State Must Be Named as Primary Beneficiary on Community Spouse’s Annuity

A Massachusetts trial court holds that the state is required to be named as the primary beneficiary on an annuity purchased by the community spouse of a Medicaid recipient. American National Insurance Co. v. Breslouf (Mass. Sup. Ct., No. 2084CV02374, June 3, 2021).

Suzanne Breslouf entered a nursing home. Her husband, Julius Breslouf, purchased an immediate annuity in order to spend down marital assets before she applied for MassHealth (Medicaid) benefits. As required by federal law, Julius named the state as the primary remainder beneficiary in the amount needed to recover Medicaid benefits. The Bresloufs’ daughter, Jennifer Breslouf, was the contingent beneficiary. The state approved Suzanne’s application for Medicaid benefits.

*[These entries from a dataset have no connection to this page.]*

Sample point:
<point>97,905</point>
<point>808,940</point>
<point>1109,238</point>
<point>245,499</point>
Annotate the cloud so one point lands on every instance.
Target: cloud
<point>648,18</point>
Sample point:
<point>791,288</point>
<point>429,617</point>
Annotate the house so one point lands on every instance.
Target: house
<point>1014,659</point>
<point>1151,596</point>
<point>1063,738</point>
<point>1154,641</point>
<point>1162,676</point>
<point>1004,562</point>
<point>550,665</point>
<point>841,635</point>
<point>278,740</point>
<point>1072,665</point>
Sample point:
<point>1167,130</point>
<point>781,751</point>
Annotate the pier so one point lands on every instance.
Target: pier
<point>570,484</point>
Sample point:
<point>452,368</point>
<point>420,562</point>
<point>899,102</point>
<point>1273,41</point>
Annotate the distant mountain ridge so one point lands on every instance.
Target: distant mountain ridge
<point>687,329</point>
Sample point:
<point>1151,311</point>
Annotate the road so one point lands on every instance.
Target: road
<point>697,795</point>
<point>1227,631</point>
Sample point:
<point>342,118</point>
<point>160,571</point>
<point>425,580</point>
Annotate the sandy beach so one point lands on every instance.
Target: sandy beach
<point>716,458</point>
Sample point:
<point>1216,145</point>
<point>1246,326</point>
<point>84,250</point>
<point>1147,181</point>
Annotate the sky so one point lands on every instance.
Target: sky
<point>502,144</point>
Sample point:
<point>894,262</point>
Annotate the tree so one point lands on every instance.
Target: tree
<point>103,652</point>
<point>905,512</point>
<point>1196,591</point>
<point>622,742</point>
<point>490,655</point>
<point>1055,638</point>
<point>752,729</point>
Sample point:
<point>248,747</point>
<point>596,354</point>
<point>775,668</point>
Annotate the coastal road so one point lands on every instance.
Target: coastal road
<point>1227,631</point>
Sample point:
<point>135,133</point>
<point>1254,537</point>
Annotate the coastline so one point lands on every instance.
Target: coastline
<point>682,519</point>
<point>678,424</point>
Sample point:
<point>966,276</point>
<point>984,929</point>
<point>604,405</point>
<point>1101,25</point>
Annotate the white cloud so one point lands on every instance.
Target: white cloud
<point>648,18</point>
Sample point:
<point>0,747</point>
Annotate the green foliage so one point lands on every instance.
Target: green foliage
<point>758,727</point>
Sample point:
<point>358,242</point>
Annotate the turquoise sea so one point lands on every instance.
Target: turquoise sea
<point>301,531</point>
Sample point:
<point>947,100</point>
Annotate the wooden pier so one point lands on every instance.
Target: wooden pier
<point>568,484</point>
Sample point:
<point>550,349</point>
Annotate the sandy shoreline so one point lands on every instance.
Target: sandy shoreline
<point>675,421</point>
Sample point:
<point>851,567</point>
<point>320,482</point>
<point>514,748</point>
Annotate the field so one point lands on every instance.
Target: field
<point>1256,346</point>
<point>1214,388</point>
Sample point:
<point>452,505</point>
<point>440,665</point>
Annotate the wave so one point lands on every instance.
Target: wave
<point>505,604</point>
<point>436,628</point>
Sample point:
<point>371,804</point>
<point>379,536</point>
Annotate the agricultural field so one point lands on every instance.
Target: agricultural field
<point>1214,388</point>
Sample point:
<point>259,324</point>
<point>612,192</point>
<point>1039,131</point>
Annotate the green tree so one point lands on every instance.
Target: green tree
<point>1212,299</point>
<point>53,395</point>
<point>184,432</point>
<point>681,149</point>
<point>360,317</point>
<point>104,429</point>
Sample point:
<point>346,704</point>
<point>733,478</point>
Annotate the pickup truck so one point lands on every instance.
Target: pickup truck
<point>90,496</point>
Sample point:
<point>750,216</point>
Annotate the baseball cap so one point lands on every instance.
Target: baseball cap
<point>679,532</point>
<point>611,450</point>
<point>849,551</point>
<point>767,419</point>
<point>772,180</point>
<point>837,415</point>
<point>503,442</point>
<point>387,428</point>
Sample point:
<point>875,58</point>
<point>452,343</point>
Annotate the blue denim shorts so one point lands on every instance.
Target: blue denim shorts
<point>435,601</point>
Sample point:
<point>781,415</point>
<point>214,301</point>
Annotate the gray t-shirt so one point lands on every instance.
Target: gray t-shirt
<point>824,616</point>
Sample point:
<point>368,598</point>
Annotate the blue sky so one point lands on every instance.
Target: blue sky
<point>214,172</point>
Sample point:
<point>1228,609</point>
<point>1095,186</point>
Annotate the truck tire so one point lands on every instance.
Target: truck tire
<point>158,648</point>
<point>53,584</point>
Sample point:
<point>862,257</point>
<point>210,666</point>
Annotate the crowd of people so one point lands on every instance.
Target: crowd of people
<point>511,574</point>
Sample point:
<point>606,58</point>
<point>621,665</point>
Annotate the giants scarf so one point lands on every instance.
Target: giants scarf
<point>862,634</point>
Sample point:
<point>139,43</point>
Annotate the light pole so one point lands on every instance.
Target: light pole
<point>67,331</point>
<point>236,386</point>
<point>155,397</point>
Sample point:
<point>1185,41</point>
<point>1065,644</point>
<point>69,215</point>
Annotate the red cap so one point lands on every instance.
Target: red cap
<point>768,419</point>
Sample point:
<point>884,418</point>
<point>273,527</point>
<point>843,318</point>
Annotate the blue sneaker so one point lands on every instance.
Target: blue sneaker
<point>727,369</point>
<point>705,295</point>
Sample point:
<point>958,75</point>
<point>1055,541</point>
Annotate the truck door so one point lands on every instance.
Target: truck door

After Julius died, Jennifer made a claim to the proceeds of the annuity. MassHealth also made a claim based on the benefits it paid on Suzanne’s behalf. Federal law provides that an individual will not be ineligible for benefits if the assets transferred were for the sole benefit of the spouse. Jennifer argued that the annuity was a transfer for the sole benefit of Julius, so the annuity provision requiring the state to be named a remainder beneficiary did not apply. Both parties filed motions for summary judgment.

The Massachusetts Superior Court grants the state summary judgment, holding that the state is entitled to recover benefits from the annuity. According to the court, “[p]ermitting a community spouse to purchase an annuity—thus spending down assets to create Medicaid eligibility for the institutionalized spouse—but name a third party as the beneficiary of the annuity in the event the community spouse's death would allow the community spouse potentially to shelter those assets without limitation, a result directly contrary to the purposes of [state and federal law].” The court also notes that the state’s recovery is not limited to the amount paid for Suzanne’s care up until Julius’s death.